Find the area of an isosceles triangle whose equal sides are 12 cm each and the perimeter is 30 cm.

Consider △ABC as the isosceles triangle.

Here, AB = AC = 12 cm.

Perimeter = 30 cm

⇒ AB + AC + BC = 30

⇒ 12 + 12 + BC = 30

⇒ BC = 30 - 24 = 6 cm.

We know that,

Semi-perimeter (s) = $\dfrac{\text{Perimeter}}{2} = \dfrac{30}{2}$ = 15 cm.

Area of an isosceles triangle = $\dfrac{1}{4}b\sqrt{4a^2 - b^2}$, where a is length of equal sides and b is the length of other side.

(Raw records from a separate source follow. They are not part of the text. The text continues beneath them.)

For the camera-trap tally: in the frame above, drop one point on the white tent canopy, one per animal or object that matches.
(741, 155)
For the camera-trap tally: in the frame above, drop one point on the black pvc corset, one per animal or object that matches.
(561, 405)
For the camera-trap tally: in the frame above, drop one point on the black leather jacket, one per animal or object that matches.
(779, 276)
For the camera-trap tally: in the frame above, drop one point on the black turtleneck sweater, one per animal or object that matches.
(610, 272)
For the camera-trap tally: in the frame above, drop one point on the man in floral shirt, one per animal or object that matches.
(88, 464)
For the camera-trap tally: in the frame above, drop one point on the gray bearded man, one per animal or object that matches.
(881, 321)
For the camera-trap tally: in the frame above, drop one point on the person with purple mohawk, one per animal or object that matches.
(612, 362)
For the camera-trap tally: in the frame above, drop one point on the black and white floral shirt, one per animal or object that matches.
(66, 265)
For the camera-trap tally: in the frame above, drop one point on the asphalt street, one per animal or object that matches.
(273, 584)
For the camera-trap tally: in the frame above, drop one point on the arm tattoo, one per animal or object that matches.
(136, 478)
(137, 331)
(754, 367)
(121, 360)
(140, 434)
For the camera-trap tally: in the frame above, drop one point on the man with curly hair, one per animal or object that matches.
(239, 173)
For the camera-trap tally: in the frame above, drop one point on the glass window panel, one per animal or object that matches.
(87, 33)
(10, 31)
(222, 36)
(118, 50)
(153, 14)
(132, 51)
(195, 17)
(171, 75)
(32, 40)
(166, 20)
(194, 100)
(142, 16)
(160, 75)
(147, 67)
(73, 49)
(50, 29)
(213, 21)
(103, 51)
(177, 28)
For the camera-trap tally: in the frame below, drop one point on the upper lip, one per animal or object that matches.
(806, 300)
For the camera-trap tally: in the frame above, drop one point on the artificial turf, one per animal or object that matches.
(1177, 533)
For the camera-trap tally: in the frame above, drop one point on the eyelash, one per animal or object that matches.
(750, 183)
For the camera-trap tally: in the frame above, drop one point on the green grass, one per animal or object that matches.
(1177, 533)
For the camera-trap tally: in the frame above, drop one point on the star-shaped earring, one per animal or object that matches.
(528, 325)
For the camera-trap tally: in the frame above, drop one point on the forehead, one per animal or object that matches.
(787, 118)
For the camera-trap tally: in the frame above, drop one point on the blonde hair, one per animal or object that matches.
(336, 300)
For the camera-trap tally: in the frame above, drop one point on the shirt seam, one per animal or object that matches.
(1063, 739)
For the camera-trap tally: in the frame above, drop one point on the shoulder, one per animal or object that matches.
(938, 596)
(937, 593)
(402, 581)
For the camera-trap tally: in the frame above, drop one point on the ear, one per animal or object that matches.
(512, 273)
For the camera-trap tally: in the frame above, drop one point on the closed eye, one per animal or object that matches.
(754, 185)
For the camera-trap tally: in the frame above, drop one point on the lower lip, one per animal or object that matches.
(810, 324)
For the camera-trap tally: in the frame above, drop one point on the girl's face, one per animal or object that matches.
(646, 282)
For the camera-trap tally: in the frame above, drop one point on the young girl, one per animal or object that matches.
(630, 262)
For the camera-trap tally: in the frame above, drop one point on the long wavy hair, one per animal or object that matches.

Substituting values we get,

$A = \dfrac{1}{4} \times 6 \times \sqrt{4(12)^2 - 6^2} \\[1em] = \dfrac{1}{4} \times 6 \times \sqrt{4 \times 144 - 36} \\[1em] = \dfrac{1}{4} \times 6 \times \sqrt{540} \\[1em] = \dfrac{1}{4} \times 6 \times 23.24 \\[1em] = \dfrac{139.44}{6} \\[1em] = 34.86 \text{ cm}^2.$

Hence, area of isosceles triangle = 34.86 cm².